Panasnya
disini. Riuhnya orang lain, yang jelas tak akan membuat berubah hidup ini. Aku
dengarkan lagu yang bisa meneduhkan suasana, ya lagu payung teduh. Orang
berlalu lalang. Entah kemana tujuan nya dan entah hasrat apa yang mengantarkan
orang orang itu untuk menuju tujuan yang jelas aku belum ketahui.
Jika
di darat, sekelilingku hanya semut yang berjalan, dan saling menyapa ketika
bertemu semut yang lainnya. Tapi semut yang dianggap jari kelingking akan takut
jika bertemu dengan ibu jari kita yang dianggap gajah, karena jari kelingking
akan kalah oleh ibu jari, seperti kita suten dengan orang lain. Jika di udara,
tak ada burung, karena sudah banyak ditangkap orang dan dijual. Tak hanya burung. Ada
capung yang seperti manusia, berlalu lalang. Begitu pun mobil dan motor,
seperti capung dan manusia yang berlalu lalang, masih sama saja.
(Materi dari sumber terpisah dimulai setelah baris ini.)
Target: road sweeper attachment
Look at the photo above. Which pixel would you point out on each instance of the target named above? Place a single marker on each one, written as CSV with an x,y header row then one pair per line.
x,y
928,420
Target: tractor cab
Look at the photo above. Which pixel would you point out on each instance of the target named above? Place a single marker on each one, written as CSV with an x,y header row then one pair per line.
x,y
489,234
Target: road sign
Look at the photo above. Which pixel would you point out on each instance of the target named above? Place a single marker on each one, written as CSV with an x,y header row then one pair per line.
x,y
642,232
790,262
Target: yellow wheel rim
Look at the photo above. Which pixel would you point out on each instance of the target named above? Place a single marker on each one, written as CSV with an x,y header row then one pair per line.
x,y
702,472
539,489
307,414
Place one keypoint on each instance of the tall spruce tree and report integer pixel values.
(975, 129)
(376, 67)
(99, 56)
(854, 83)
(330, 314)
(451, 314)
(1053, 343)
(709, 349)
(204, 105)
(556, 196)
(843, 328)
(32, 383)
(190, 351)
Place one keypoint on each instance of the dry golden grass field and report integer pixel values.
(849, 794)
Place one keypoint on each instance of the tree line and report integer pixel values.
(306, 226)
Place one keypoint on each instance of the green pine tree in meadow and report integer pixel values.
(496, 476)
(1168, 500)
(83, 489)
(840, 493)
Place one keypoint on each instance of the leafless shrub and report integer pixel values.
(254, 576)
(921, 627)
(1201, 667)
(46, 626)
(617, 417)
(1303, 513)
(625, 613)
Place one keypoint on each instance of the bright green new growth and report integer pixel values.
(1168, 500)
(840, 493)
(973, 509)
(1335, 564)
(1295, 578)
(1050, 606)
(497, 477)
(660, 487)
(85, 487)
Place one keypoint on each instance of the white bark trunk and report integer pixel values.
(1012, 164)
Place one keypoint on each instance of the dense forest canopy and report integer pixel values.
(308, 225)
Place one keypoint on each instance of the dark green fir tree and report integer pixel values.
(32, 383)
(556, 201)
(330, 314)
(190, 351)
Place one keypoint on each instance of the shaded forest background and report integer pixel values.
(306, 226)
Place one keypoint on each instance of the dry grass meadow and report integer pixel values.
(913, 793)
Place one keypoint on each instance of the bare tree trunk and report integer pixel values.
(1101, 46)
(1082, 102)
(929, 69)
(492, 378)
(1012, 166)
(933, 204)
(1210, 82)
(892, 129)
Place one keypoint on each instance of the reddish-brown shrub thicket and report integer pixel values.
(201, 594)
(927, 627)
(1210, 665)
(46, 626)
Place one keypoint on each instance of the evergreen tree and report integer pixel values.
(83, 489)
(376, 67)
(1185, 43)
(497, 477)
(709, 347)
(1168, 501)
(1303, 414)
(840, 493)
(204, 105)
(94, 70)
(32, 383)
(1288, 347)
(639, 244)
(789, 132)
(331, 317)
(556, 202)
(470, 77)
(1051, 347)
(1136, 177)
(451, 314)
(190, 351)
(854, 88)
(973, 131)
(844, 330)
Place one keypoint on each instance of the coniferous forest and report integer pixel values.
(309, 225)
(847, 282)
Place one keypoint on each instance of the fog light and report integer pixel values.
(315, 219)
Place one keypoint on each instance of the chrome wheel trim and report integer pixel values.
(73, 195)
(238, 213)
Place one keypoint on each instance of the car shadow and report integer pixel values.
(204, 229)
Tak ada yang
terlalu berbeda disini.
Semilir
angin yang sedikit menggoda telinga dan leherku, yang membuat ku merasa
merinding dan bergetar seperti habis kencing. Tak hanya angin yang bersemilir,
suara orang yang sedang memalu begitu bising terdengar. Begitu pula mesin gurinda yang sedang merapihakan besi
yang habis dilas oleh ahlinya – sangatlah bising. Akibat bising itu, ketika mendengar
perkataan teman, harus meminta ulang perkataan itu dengan mengucap,
‘Hah?
Apa gak kedengeran’
Pohon
yang tinggi dan daunnya yang bergoyang-goyang, seolah menyampaikan pesan angin
yang entah pesan dari Tuhan atau pesan dari alam. Tak ada fatamorgana disini,
seperti jalan beraspal yang terkena sinar matahari. Hanya ada debu pasir yang
terlihat seperti fatamorgana, ketika orang yang berlalu lalang itu. Berjalan
diatasnya dan agak menyeret kakinya. Pemandangan yang jauh dari sini, hanyalah
Gunung Manglayang yang tinggi dan gagah.